Maintaining Independence – Are Legal Advisors Over Cautious When Working with Experts?

Rebecca Ruthven

Associate Director, Forensic Accounting and Commercial Damages

+61 2 9255 9100

Maintaining an expert’s independence is of utmost importance. All participants in an arbitration or court proceedings know that a situation where an expert’s independence is being questioned should be avoided. However, what is a reasonable level of caution for legal advisors to hold when working with experts? 

The use of and interactions with experts can vary between litigation and arbitration and between jurisdictions. More often in court proceedings, experts are in a situation where the legal advisers want to limit direct access to clients to mitigate the perceived risk of potential challenges to the expert’s independence. 

A cautious approach is understandable and often taken to ensure that the expert’s opinions and analysis remain unbiased and objective. Legal advisers may have concerns that direct interaction between experts and clients could lead to inadvertent influence, conflicts of interest, or compromises in independence. There are certainly instances where courts have found that experts have become too close to their clients. By limiting expert-client interactions, legal advisers can help mitigate these risks.   

However, it is important to strike a balance between managing potential risks and allowing experts the necessary access to clients for information gathering, understanding the context of the case and also assessing actual damages which, often, clients may not completely understand themselves. As long as the experts conduct all interactions and analysis on the basis that they are an independent expert, where does the risk lie? 

Consider an investment treaty claim, where there is expropriation of an asset and no financial records exist. While the investor may have a pre-conceived idea of its loss, often, this is not supported by factual evidence. In such a situation, it is commonly accepted that the expert will have to interact with the client to understand what was actually expropriated and the chance of success. Then the expert will independently quantify the damages themselves and will not be assessing a claim value advanced by the client. 

The key is ensuring that the expert does not cross the line from “independent” to “advocate”.  
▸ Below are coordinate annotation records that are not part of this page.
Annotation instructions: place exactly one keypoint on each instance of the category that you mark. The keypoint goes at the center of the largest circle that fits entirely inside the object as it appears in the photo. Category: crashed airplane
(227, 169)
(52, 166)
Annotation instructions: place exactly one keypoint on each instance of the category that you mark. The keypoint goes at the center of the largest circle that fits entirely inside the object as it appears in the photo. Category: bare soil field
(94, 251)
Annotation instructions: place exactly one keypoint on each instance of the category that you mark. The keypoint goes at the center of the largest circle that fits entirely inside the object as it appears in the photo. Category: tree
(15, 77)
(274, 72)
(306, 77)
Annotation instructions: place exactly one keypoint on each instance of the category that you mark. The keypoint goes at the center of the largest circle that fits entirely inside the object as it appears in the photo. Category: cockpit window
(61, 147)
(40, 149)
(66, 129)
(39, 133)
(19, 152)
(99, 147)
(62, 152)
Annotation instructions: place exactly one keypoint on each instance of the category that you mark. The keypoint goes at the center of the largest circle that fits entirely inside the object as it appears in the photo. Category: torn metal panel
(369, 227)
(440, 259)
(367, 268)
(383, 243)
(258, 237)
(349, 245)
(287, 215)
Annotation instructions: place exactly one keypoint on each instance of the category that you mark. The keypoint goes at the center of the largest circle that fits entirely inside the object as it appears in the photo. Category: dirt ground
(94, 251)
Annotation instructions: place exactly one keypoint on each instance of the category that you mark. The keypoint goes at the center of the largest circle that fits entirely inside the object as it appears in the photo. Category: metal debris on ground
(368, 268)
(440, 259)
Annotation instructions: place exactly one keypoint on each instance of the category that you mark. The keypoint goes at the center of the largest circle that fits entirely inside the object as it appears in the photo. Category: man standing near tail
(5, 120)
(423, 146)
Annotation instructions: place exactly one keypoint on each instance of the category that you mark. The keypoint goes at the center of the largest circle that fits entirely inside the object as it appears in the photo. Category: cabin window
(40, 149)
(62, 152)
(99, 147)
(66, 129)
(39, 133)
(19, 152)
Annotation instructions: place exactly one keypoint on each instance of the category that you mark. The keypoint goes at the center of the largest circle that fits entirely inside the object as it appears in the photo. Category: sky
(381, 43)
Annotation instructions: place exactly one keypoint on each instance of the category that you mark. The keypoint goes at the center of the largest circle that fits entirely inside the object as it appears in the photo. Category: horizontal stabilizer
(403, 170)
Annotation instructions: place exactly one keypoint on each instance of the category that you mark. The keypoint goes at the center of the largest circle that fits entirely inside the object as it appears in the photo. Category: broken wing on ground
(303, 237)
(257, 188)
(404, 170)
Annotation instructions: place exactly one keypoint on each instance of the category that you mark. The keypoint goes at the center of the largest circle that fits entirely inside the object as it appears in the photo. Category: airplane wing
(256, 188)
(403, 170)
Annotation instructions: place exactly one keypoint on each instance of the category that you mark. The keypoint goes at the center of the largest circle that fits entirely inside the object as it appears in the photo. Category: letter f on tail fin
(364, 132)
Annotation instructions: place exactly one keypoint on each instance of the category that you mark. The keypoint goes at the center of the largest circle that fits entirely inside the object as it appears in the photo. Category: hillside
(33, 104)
Having direct access to clients can be important, especially during the early stages of an appointment. It enables clients to understand the context of the expert’s information requests and any subsequent queries from the expert. Further, it allows experts to understand the potential limitations of the available information. This interaction not only helps to build the client’s understanding of the process but also streamlines the process of providing the relevant information and data required for thorough analysis. 

Further, direct access provides an opportunity for experts to understand the facts of the case firsthand. An expert’s understanding of these facts is fundamental as they refer to and rely upon them, ultimately determining their approach and resulting opinion. Additionally, such discussions benefit legal advisors as they assist in identifying relevant facts and the potential requirement for factual witnesses. Such discussions can enhance the legal advisors’ understanding of the case and the approach taken by the expert.   

Early interaction with experts can also help to take the emotion out of a case. Parties become invested in their dispute, and if an expert can interact directly with clients at an early stage, this can bring pragmatism to proceedings and an understanding of actual damage. Often, this can bring the parties closer together and assist in earlier settlement. 

Where restrictions on client access are legitimately required, legal advisors should communicate the reasons for this restriction to help foster understanding and transparency, ensuring that experts are aware of the rationale behind the limitations. 

In addition, but to a lesser extent, legal advisors may refrain from requesting and reviewing draft expert reports. Legal advisors may be concerned about potential questions on their level of input in the drafting of expert reports. An expert report should reflect the opinion of the expert only, which is reasoned, considered, supported, and, of course, independent.   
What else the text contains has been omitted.